False positives, especially when they pop up frequently, are a huge distraction to IT security teams. False alerts draw attention and resources away from actual threats which, aside from being frustrating, can lead to more serious business risks.

New Environments, New Risks

Is DLP still a necessity in today's new cloud workspace? Can older technologies like DLP work for today’s communications environment?
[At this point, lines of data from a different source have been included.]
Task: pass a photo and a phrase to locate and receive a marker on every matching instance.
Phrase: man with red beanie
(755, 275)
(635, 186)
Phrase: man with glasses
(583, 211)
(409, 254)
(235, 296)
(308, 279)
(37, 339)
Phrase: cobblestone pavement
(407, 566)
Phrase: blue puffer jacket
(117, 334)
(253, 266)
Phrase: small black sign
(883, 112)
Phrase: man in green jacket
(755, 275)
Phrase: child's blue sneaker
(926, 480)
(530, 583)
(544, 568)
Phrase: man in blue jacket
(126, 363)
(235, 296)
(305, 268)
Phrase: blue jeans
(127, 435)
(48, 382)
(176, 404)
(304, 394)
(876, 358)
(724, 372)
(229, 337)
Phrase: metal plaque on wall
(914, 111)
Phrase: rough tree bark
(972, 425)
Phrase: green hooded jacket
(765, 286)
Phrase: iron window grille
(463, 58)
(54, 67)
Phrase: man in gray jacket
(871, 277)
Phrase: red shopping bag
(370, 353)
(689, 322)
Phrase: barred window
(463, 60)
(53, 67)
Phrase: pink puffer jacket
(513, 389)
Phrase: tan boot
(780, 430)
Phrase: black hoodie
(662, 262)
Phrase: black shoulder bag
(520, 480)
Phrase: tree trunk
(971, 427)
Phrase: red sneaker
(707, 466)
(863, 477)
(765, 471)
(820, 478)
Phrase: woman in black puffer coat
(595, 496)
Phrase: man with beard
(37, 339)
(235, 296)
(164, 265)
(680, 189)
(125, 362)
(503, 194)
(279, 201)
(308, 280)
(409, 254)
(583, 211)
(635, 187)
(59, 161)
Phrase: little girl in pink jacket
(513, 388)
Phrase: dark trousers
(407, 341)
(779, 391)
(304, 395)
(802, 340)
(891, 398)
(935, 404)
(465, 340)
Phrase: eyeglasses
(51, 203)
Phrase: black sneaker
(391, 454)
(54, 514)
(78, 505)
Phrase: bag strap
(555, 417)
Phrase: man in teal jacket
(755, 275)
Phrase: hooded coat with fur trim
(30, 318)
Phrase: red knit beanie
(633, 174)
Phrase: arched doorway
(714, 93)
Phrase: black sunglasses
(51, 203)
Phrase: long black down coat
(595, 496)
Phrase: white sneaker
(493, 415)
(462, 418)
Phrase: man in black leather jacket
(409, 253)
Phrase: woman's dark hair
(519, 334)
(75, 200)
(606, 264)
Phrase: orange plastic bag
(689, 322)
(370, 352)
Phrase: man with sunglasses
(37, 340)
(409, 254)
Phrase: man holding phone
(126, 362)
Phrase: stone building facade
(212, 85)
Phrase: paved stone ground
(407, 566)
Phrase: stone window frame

Experts are a little skeptical.

According to PCMag and Eric Griffith:

“The good news is that the number of individuals who were hit by security breaches in 2021 declined for the third year to 293 million, down from a record high of 2.2 billion in 2018. The problem is that the percentage of breaches that included the theft of sensitive data like Social Security numbers was up from 80% to 83% year over year, though that was down from 2017's stunning 95%.”

In hindsight, the rapid shift to multichannel environments is a challenge for DLP. The proliferation of endpoints and BYOD, and the expansion of cloud-hosted communication make traditional DLP difficult to manage.

“It’s hard to control 3rd parties in Slack and Teams, and endpoint DLP often doesn’t apply full control to cloud applications because the communications often are encrypted”

SVP of Security Operations
Fortune500 Bank

Agent-based, policy-driven solutions will miss emerging threats as they are reactive. This is especially true now that new multichannel attacks are targeting the end-user in new ways.

Addressing DLP Issues with the Right Solutions

DLP solutions are supposed to stop data loss, especially for number strings such as social security numbers. However, with the way technology is currently evolving, it takes more than protecting social security numbers to stop data loss.

Still, why would you allocate a budget annually for a solution that doesn’t protect you? The uncomfortable truth? It’s because without a solution, your organization is left potentially exposed, and no one wants to make that decision. Therefore, newer, more effective solutions are needed.

Companies need solutions that go beyond DLP, that can see multiple communication channels from email, to business chat, to messaging, and protect all of them. Moreover, new social engineering and phishing techniques call for solutions that can understand human languages, including context and intent. Finally, solutions that solve DLP issues should be able to determine how threat actors evade detection through social channels, as well as block them from infiltrating the multitude of channels that companies use nowadays.